Pipeline stages in the InOrder CPU are implemented as abstract implementations of what a pipeline stage would be in any CPU model. Typically, one would imagine a particularly pipeline stage being responsible for:

(1) Performing specific operations such as "Decode" or "Execute" and either

(2a) Sending that instruction to the next stage if that operation was successful and the next stage's buffer has room for incoming instructions

or

(2b) Keeping that instruction in the pipeline's instruction buffer if that operation was unsuccesful or there is no room in the next stage's buffer


The "PipelineStage" class maintains the functionality of (2a) and (2b) but abstracts (1) out of the implementation. More specifically, no pipeline stage is explicitly marked "Decode" or "Execute". Instead, the PipelineStage class allows the instruction and it's corresponding instruction schedule to define what tasks they want to do in a particular stage.


Implementing the "PipelineStage" class in this manner allows for the modeling of arbitrarily long pipelines (easy replication of pipeline stages) as well as other potentially complex pipeline models.

Relevant source files:

  • first_stage.[hh,cc]
  • pipeline_stage.[hh,cc]
  • pipeline_traits.[hh,cc]
  • cpu.[hh,cc]

Interstage Communication

Pipeline stages need to communicate with each other in a few scenarios:

  • Sending an instruction to the next stage
  • Sending a stall signal back to previous stages
  • Sending a squash (e.g. branch misprediction) signal back to previous stages


Forwards Communication

This is the simplest case in which a PipelineStage has finished doing all the processing it needs for an instruction and will place the instruction in a queue (implemented through wires) for the next stage to read from.
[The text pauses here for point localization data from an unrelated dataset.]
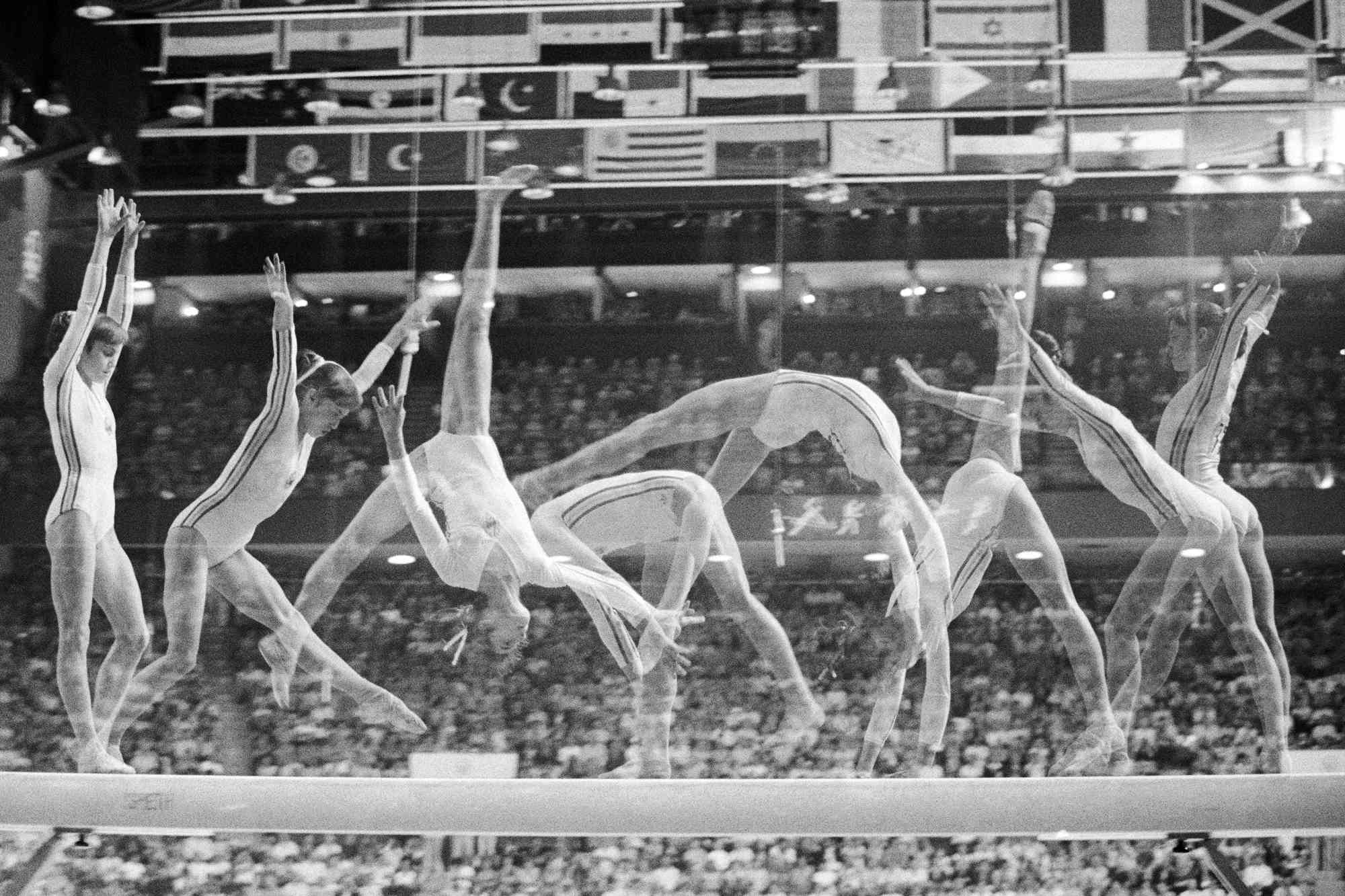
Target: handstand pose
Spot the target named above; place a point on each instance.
(490, 545)
(88, 561)
(206, 548)
(987, 506)
(679, 520)
(1196, 536)
(1213, 346)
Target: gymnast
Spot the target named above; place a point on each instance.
(679, 520)
(206, 548)
(88, 561)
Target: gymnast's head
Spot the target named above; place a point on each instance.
(102, 350)
(326, 393)
(1192, 329)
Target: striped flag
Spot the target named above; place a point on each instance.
(365, 42)
(987, 88)
(558, 153)
(598, 36)
(206, 48)
(970, 28)
(649, 154)
(1260, 25)
(888, 147)
(1128, 142)
(649, 93)
(999, 146)
(462, 40)
(1128, 26)
(769, 151)
(414, 99)
(1238, 139)
(1256, 79)
(299, 157)
(880, 29)
(1098, 81)
(856, 89)
(754, 96)
(396, 158)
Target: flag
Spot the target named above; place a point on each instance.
(888, 147)
(1097, 81)
(880, 29)
(1128, 26)
(1000, 146)
(962, 28)
(987, 87)
(210, 48)
(395, 158)
(1258, 25)
(649, 93)
(754, 96)
(856, 89)
(521, 95)
(462, 40)
(560, 154)
(649, 154)
(769, 151)
(241, 104)
(367, 42)
(298, 157)
(1256, 79)
(412, 99)
(598, 36)
(1128, 142)
(1238, 139)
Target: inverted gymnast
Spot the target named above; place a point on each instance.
(679, 520)
(988, 506)
(206, 548)
(1196, 534)
(490, 545)
(88, 561)
(1213, 345)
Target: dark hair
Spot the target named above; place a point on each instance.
(104, 330)
(1050, 343)
(328, 378)
(1207, 314)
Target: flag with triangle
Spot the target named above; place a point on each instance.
(332, 42)
(888, 147)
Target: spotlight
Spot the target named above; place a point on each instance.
(1297, 217)
(53, 106)
(894, 87)
(537, 188)
(1059, 175)
(1051, 127)
(95, 11)
(1040, 80)
(104, 154)
(610, 88)
(279, 193)
(323, 103)
(470, 95)
(321, 177)
(502, 142)
(188, 107)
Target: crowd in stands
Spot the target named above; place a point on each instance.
(178, 425)
(566, 709)
(340, 865)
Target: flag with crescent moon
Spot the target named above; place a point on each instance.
(403, 158)
(521, 95)
(473, 40)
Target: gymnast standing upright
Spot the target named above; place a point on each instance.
(206, 548)
(88, 561)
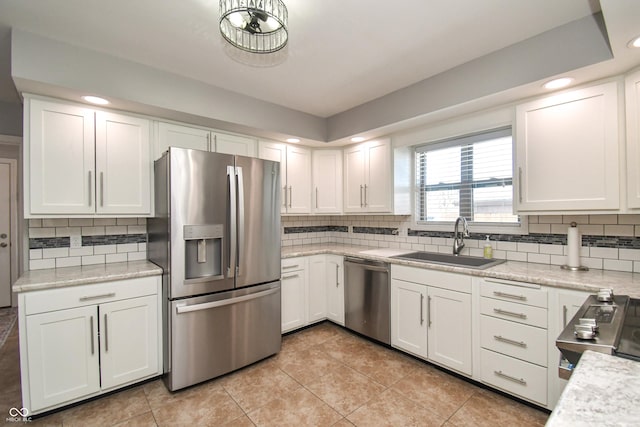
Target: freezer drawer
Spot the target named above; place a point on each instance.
(215, 334)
  • The information in the "wire" is taken from the "InterStageComm" struct found in "comm.hh".

Backwards Communication

To handle backwards communication (stall/squash), the InOrderCPU uses the concepts of a "wire" to pass information back to previous stages. When a CPU is setup, each "wires" are defined with parameterized latencies that govern how many ticks a stage must wait to retrieve the information from that "wire". As an example, let's say Stage 3 wants to send a squash signal to Stage 1. If the the user wants Stage 1 to see information from Stage 3 the next clock tick, they would set that wire's latency to 1. In this case, if Stage 3 wanted to squash instructions on Cycle X, Stage 1 would operate undeterred on Cycle X, but notice the squash signal on Cycle X+1.

Pipeline Stage Processing

Each stage follows these generic steps each tick:

  1. Read stall and/or squash signals from stages further in the pipeline
    • If stall or squash is requested, then perform operation and do not process instructions that tick
    • If no stall or squash, continue processing.
  2. Select a thread to process instructions from
  3. Process all resource requests for an instruction and send instruction to next stage
    • If all resource requests are completed for an instruction, proceed to next instruction as long as the pipeline bandwidth is not used up.
    • If all resource requests are not completed for an instruction, save instruction in stage "skidBuffer" and stall remaining instructions in pipeline stage from that thread

First Stage

The FirstStage derives the "PipelineStage" class and implements specific operations that are needed for any first stage of the pipeline. Because there is no stage in front of the FirstStage there are no instructions to read from so the appropriate adjustments are made for this particular stage to create a new instruction each pipeline tick instead of read it from the previous stage.

Implementations

In it's most basic incarnation, the In-Order model models a 5-stage pipeline with the following stages:

  • Instruction Fetch (IF)
  • Instruction Decode (ID)
  • Execute (EX)
  • Memory Access (MEM)
  • Register Write Back (WB)

An example of a 9-stage pipeline is also available in the code directory. To Test it out, you'll need to copy the overwrite the "pipeline_traits.hh,cc" files with the 9-stage versions.

Pipeline Customization

Adding Your Own Stages

  • Python Configuration: TBD
  • Instruction Schedule Information: Customizing the pipeline involves changing in what order an instruction will ask for it's resources. For example, the developer has the option to allow a load instruction to calculate it's address in stage 3 or stage 4. The developer would need to alter the instruction's schedule to enforce a particular pipeline configuration. Check out pipeline_traits.cc for more details on this process.